SOFTWARE DEFECT PREDICTION: HEURISTICS FOR
WEIGHTED NAÏVE BAYES
Burak Turhan and Ayşe Bener
Department of Computer Engineering, Bogazici University, 34342 Bebek, Istanbul, Turkey
Keywords: Empirical software engineering, Software quality, Defect prediction, Software metrics, Naïve Bayes,
Feature weighting.
Abstract: Defect prediction is an important topic in software quality research. Statistical models for defect prediction
can be built on project repositories. Project repositories store software metrics and defect information. This
information is then matched with software modules. Naïve Bayes is a well known, simple statistical
technique that assumes the ‘independence’ and ‘equal importance’ of features, which are not true in many
problems. However, Naïve Bayes achieves high performances on a wide spectrum of prediction problems.
This paper addresses the ‘equal importance’ of features assumption of Naïve Bayes. We propose that by
means of heuristics we can assign weights to features according to their importance and improve defect
prediction performance. We compare the weighted Naïve Bayes and the standard Naïve Bayes predictors’

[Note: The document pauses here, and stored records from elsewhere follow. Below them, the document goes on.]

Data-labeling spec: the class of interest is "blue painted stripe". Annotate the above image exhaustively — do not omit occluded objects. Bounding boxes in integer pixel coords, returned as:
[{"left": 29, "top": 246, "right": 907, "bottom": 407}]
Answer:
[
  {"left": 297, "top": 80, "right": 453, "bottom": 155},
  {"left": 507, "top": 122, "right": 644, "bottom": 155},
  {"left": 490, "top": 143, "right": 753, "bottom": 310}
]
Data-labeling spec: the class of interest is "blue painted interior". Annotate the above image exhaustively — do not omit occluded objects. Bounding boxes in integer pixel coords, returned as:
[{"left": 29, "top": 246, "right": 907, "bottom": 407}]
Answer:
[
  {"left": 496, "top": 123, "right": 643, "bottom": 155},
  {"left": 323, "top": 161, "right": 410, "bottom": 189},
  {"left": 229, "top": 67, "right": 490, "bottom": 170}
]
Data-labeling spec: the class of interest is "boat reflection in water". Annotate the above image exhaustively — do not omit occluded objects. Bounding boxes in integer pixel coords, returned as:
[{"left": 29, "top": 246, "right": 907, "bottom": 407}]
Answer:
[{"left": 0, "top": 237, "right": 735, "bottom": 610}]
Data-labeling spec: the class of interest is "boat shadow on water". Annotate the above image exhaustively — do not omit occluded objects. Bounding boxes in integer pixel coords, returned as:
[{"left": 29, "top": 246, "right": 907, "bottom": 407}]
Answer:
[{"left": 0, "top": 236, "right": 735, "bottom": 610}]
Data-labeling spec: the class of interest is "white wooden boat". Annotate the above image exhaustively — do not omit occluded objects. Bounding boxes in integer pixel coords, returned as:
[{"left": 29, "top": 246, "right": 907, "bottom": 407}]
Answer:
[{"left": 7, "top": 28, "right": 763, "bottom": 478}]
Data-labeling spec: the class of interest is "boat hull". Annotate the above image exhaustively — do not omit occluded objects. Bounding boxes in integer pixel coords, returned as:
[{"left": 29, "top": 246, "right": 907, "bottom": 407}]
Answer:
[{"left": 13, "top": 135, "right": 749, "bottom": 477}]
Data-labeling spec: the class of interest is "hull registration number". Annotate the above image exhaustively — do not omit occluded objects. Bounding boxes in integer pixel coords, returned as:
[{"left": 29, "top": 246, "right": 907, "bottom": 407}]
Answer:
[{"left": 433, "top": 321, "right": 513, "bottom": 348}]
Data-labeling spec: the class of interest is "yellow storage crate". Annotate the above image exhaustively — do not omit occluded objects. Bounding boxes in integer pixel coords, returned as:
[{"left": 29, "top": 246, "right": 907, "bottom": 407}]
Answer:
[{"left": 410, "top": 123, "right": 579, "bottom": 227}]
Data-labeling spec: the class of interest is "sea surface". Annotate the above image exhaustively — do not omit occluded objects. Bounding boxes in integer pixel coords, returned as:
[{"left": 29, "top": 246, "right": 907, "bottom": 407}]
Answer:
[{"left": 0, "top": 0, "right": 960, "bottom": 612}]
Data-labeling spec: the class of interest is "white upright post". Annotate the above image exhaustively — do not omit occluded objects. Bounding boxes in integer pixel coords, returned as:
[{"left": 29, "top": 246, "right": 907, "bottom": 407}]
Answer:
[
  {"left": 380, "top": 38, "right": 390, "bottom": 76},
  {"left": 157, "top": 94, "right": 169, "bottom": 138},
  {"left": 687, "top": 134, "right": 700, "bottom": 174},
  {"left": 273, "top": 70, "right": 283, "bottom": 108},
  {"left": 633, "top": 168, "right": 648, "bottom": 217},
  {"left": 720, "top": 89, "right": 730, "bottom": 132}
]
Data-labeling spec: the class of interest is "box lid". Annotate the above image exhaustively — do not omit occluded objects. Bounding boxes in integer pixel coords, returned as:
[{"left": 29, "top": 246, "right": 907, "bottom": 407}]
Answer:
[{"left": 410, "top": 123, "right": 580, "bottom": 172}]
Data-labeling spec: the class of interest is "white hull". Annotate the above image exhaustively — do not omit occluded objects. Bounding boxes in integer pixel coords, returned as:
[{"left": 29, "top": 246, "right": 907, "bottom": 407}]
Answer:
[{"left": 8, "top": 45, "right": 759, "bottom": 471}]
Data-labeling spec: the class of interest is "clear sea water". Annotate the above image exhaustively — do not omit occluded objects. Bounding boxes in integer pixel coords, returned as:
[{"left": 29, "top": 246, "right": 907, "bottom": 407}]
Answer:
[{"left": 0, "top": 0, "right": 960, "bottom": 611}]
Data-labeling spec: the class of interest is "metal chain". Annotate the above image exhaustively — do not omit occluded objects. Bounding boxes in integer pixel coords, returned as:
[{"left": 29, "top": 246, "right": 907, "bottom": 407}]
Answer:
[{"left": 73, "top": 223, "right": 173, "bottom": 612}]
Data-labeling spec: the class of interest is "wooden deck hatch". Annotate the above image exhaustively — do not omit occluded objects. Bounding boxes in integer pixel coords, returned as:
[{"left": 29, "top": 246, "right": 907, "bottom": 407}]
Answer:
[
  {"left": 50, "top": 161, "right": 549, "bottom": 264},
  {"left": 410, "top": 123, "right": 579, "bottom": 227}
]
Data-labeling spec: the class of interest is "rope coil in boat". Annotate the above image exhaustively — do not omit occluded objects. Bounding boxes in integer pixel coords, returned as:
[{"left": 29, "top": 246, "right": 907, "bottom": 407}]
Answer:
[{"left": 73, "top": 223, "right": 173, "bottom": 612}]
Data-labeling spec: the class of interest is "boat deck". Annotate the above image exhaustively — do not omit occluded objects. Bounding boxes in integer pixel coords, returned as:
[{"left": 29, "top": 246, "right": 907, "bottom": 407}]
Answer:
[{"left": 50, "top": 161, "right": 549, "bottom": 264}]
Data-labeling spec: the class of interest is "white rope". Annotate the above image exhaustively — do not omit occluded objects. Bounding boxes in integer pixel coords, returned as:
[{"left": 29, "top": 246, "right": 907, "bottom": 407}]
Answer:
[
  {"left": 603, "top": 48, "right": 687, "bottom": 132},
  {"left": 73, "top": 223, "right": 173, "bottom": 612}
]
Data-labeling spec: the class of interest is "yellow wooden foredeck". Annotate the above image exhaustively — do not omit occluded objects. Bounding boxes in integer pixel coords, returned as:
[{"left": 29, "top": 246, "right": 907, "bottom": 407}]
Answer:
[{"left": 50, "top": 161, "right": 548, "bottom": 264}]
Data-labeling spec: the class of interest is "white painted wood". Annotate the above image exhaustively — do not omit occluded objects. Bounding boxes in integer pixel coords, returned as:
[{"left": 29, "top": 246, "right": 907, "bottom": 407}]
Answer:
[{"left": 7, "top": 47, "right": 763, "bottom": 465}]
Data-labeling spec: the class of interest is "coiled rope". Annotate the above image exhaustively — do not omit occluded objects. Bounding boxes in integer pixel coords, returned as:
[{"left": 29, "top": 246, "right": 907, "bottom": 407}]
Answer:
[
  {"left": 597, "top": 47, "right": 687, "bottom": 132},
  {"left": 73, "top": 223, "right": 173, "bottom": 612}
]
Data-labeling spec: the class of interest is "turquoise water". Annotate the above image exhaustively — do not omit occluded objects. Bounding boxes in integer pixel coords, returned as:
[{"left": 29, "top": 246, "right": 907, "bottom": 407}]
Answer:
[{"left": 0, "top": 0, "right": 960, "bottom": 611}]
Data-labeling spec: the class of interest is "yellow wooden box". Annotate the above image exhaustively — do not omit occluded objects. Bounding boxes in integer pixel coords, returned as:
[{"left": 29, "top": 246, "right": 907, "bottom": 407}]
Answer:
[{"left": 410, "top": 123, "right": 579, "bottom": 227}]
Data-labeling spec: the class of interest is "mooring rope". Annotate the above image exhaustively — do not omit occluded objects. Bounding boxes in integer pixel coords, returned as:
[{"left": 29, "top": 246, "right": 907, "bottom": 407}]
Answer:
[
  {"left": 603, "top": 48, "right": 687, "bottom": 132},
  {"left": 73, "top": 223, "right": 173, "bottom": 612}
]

performances on publicly available datasets. Our experimental results indicate that assigning weights to
software metrics increases the prediction performance significantly.
1 INTRODUCTION
Quality of software is often measured by the number
of defects in the final product. Minimizing the
number of defects—maximizing software quality—
requires a thorough testing of the software in
question. On the other hand, testing phase requires
approximately 50% of the whole project schedule
(Harold, 2000; Tahat et.al., 2001). This means
testing is the most expensive, time and resource
consuming phase of the software development
lifecycle. An effective test strategy should therefore
consider minimizing the number of defects while
using resources efficiently.
Defect prediction models are helpful tools for
software testing. Accurate estimates of defective
modules may yield decreases in testing times and
project managers may benefit from defect predictors
in terms of allocating the limited resources
effectively (Song et.al., 2006).
Defect predictors based on linear regression
(Munson and Khoshgoftaar, 1990), discriminant
analysis (Munson and Khoshgoftaar, 1992), decision
trees, neural networks (Padberg et.al., 1998;
Khoshgoftaar and Seliya, 2004) and Naïve Bayes
classification (Menzies et.al., 2007) have been
analysed in previous research. Among these, Naïve
Bayes is reported to achieve significantly better
performances than the other methods (Menzies et.al.,
2007). Naïve Bayes assumes the independence and
equal importance of provided features despite the
fact that these do not hold in many cases.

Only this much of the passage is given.